One hundred twenty-six days ago, I was overweight. I was 6’1” and 220lbs. I needed to do something, so I turned to was exercise. I started out trying to run. I could barely run half a mile before I got winded and had to stop. I couldn’t keep going. Now, 126 days later, I have run my first 5k. I didn’t do an official 5k or anything. I just ran the 5k distance (3.1 miles) – run away from my house, go 1.55 miles down the street, turn around, and run 1.55 miles back.
I had never run a 5k before. I had once been very close. I got all the way to 2.7 miles. But then I got injured for a week, sick for another week, and didn’t run for almost all of March. I tried running again after that, but I got tired after running just a mile, and I stopped. Eventually, after a bit more practice I worked my way back to being able to run 1.5 miles, but it still wasn’t going well. I was a long way away from being able to break the 5k barrier.
Today, I wanted to run again. I set out, thinking I could at least beat my previous 1.5 mile plateau. This was the day I could run 1.6 miles. It ended up being the day I ran my first 5k. I not only broke through my plateau, but doubled the distance, broke through, and did what I never thought was possible.
I’m amazed at how much of the effort was mental. The road I was on was very hilly, and I was weighed down by the knowledge that I hadn’t been running so well recently. Eventually, I saw one of the hills in the distance, and it looked steep. I knew that I would never be able to run up them. But I told myself that this was the time I had to do it, and I was determined to just not stop. So I ended up running up the hill. It turned out to not be steep at all. The steepness that I had perceived earlier was just an optical illusion produced by the distance.

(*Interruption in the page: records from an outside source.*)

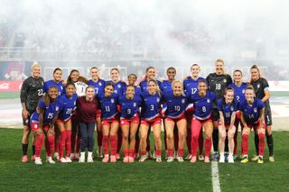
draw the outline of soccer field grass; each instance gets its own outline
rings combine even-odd
[[[250,154],[253,154],[253,135]],[[20,161],[22,130],[0,129],[1,191],[212,191],[211,166],[198,161],[36,166]],[[221,191],[289,191],[289,133],[274,133],[275,160],[265,164],[218,164]],[[44,152],[42,151],[42,159]],[[164,152],[163,152],[164,154]]]

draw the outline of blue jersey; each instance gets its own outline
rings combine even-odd
[[[254,98],[252,106],[247,101],[240,105],[240,111],[247,123],[254,123],[260,118],[260,111],[264,108],[264,103],[258,98]]]
[[[150,95],[148,92],[142,93],[141,116],[146,120],[152,120],[160,115],[162,95],[158,93]]]
[[[61,110],[58,115],[58,119],[62,121],[68,121],[73,114],[73,111],[76,108],[76,100],[78,95],[74,93],[71,98],[67,97],[67,95],[62,95],[60,98],[61,103]]]
[[[134,99],[127,99],[126,96],[119,97],[120,118],[130,119],[137,115],[142,99],[135,96]]]
[[[234,100],[238,103],[238,110],[239,105],[245,101],[245,89],[247,87],[247,83],[242,83],[240,87],[235,85],[235,83],[229,84],[228,87],[234,88]]]
[[[191,95],[198,94],[199,81],[203,80],[203,78],[198,78],[196,80],[192,79],[191,77],[183,80],[183,89]]]
[[[167,107],[165,116],[172,119],[178,119],[184,115],[188,105],[188,96],[173,96],[172,90],[166,92],[163,96],[166,104],[163,105]]]
[[[216,101],[216,95],[213,92],[207,91],[203,97],[200,96],[199,94],[191,95],[191,100],[194,106],[193,116],[204,120],[210,116],[213,103]]]
[[[95,94],[98,95],[100,92],[105,91],[106,81],[99,78],[97,82],[90,79],[88,83],[89,86],[92,86],[95,90]]]
[[[105,94],[99,94],[97,96],[100,103],[101,108],[101,119],[113,119],[117,116],[117,105],[118,105],[118,96],[113,94],[111,96],[106,97]]]
[[[123,96],[126,93],[126,84],[121,80],[114,83],[112,80],[107,81],[107,83],[113,83],[115,85],[114,94],[117,96]]]
[[[55,82],[54,80],[49,80],[44,82],[43,91],[48,93],[49,87],[55,86],[58,90],[58,96],[61,96],[64,93],[64,86],[61,82]]]
[[[163,80],[162,83],[161,83],[161,90],[163,93],[166,93],[166,92],[169,92],[169,91],[172,91],[172,83],[171,81],[169,80]]]
[[[49,124],[52,122],[52,120],[53,120],[54,116],[57,114],[57,113],[61,110],[61,104],[57,99],[54,103],[50,103],[49,106],[46,106],[43,99],[41,99],[38,103],[38,107],[40,109],[44,110],[42,123]],[[31,121],[39,123],[39,115],[40,115],[40,114],[36,110],[31,115]]]
[[[230,123],[232,114],[238,111],[238,103],[225,104],[223,101],[223,98],[218,99],[217,108],[223,113],[225,123]]]
[[[159,80],[156,80],[158,87],[161,88],[162,85],[161,82]],[[148,93],[147,90],[147,80],[143,80],[139,83],[139,87],[141,87],[141,90],[143,93]]]

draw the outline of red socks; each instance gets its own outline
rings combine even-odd
[[[108,135],[103,135],[102,148],[103,148],[103,153],[105,155],[108,155]]]
[[[46,151],[47,156],[51,157],[54,149],[54,135],[47,135],[48,151]]]
[[[259,133],[258,138],[259,138],[259,155],[263,156],[264,149],[265,149],[265,134]]]
[[[44,136],[42,134],[36,136],[35,156],[37,158],[40,157],[40,153],[42,151],[42,145],[43,145],[43,140],[44,140]]]
[[[205,157],[210,157],[210,148],[211,148],[211,138],[207,137],[206,142],[205,142]]]
[[[242,155],[247,155],[247,134],[242,134]]]
[[[63,151],[65,147],[65,141],[66,141],[66,132],[63,130],[61,132],[61,140],[60,140],[60,158],[63,157]]]
[[[71,142],[70,142],[70,138],[71,138],[71,130],[65,130],[66,132],[66,157],[70,157],[70,149],[71,149]]]
[[[116,155],[117,154],[117,136],[116,135],[110,135],[109,137],[110,140],[110,153],[111,155]]]
[[[98,131],[98,147],[102,146],[102,132]]]

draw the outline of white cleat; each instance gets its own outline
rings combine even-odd
[[[55,164],[55,161],[52,160],[52,157],[46,157],[46,162],[48,162],[49,164]]]
[[[36,165],[42,165],[42,159],[40,159],[40,157],[38,157],[38,158],[36,157],[34,163]]]
[[[138,161],[140,161],[140,162],[144,162],[146,160],[147,160],[147,156],[146,156],[146,155],[142,155],[142,156],[141,156],[141,159],[139,159]]]
[[[182,157],[177,157],[177,160],[179,161],[179,162],[183,162],[183,159],[182,159]]]
[[[169,156],[168,160],[166,160],[167,162],[172,162],[173,161],[173,157]]]
[[[222,162],[222,163],[225,162],[225,156],[224,155],[219,156],[219,162]]]
[[[234,163],[234,156],[233,155],[228,155],[228,163]]]

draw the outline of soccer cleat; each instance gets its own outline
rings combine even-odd
[[[34,163],[35,163],[36,165],[42,165],[42,159],[40,159],[40,157],[38,157],[38,158],[35,157],[35,161],[34,161]]]
[[[53,158],[55,158],[56,160],[60,160],[60,153],[54,152]]]
[[[61,158],[58,161],[60,162],[68,162],[65,158]]]
[[[29,160],[28,160],[27,155],[23,155],[23,156],[22,157],[21,161],[22,161],[22,162],[28,162],[28,161],[29,161]]]
[[[211,156],[211,160],[214,161],[218,161],[218,159],[219,159],[218,152],[215,151]]]
[[[182,157],[177,157],[177,160],[178,160],[179,162],[183,162]]]
[[[98,158],[103,158],[102,147],[98,147]]]
[[[116,155],[110,155],[110,162],[117,162]]]
[[[259,156],[258,164],[263,164],[263,163],[264,163],[263,157]]]
[[[147,160],[147,155],[142,155],[142,156],[141,156],[141,159],[139,159],[138,161],[140,161],[140,162],[144,162],[146,160]]]
[[[70,157],[66,157],[65,160],[66,160],[66,162],[72,162]]]
[[[135,158],[128,157],[128,162],[135,162]]]
[[[191,163],[197,162],[197,157],[196,157],[196,156],[192,156],[192,157],[191,158]]]
[[[247,155],[243,156],[243,159],[241,160],[241,163],[247,163],[249,161]]]
[[[274,158],[274,156],[270,156],[270,157],[269,157],[269,161],[270,161],[270,162],[275,162],[275,158]]]
[[[225,156],[224,156],[224,155],[220,155],[220,156],[219,156],[219,162],[221,162],[221,163],[224,163],[224,162],[225,162]]]
[[[233,155],[228,155],[228,163],[234,163],[234,156]]]
[[[166,161],[167,162],[172,162],[173,161],[173,157],[172,157],[172,156],[168,157],[168,160]]]
[[[92,157],[88,157],[87,161],[88,161],[88,162],[93,162],[93,158],[92,158]]]
[[[70,154],[70,160],[75,160],[75,154],[74,154],[74,153],[71,153],[71,154]]]
[[[85,152],[80,152],[80,158],[79,159],[79,162],[85,162]]]
[[[205,156],[204,162],[205,162],[205,163],[210,163],[210,157]]]
[[[55,164],[55,161],[52,160],[52,157],[51,156],[46,157],[46,162],[48,162],[49,164]]]
[[[188,154],[187,157],[185,158],[185,160],[191,160],[191,157],[192,157],[192,156],[191,156],[191,154]]]
[[[204,160],[204,156],[202,154],[198,156],[199,160]]]
[[[161,156],[155,156],[155,161],[156,162],[162,162],[162,157]]]
[[[256,160],[258,160],[258,159],[259,159],[259,156],[256,155],[251,159],[251,160],[252,161],[256,161]]]
[[[156,155],[155,155],[155,151],[154,151],[154,152],[153,152],[152,159],[153,159],[153,160],[155,160],[155,159],[156,159]]]
[[[126,156],[123,160],[123,162],[129,162],[129,157]]]
[[[79,153],[75,153],[74,160],[79,160]]]
[[[109,160],[109,157],[108,157],[108,155],[105,155],[105,157],[102,159],[102,162],[108,162],[108,160]]]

Eventually, the next hill came up. It looked steep. But I ran up it all the same, barely even noticing how steep it was once I actually came to it. I grew amazed by how much of this was in my head; how much I was dramatizing it and making it worse with my negative thoughts. Eventually, running a bit further, I got a pain in my chest. I thought I should stop, just in case it was a problem. This time, however, I decided to keep going, and barely two minutes later, the chest pain went away without any issue.
A bit longer in, my shoulder started hurting. I wanted to stop. I didn’t. Two minutes later, the shoulder pain was gone.
Later in, I started having a bit of trouble breathing. I wanted to stop. I didn’t. Eventually, I stabilized my breath, and kept on running just fine.
I think a lot of challenges in my life only look like challenges from the beginning, and I dramatized them with negative thoughts. Now, I don’t think that getting rid of negative thoughts is the secret of all of success. I don’t think that we shouldn’t pay attention to challenges. And I definitely don’t think it’s a good idea to keep running if you’re experiencing pain and it isn’t going away.
But many times in my life, I’ve noticed that I, as the idiom goes, “make a mountain out of a molehill”. But when I get to the hill and think it’s too much of a mountain to surpass, I’m amazed at how easy it ends up being if I just pay no attention and keep on going. Many of the mountains I encounter aren’t mountains at all. And I’m more successful when I remember that, and just keep on running.
It will be easier than I thought, because those are not mountains.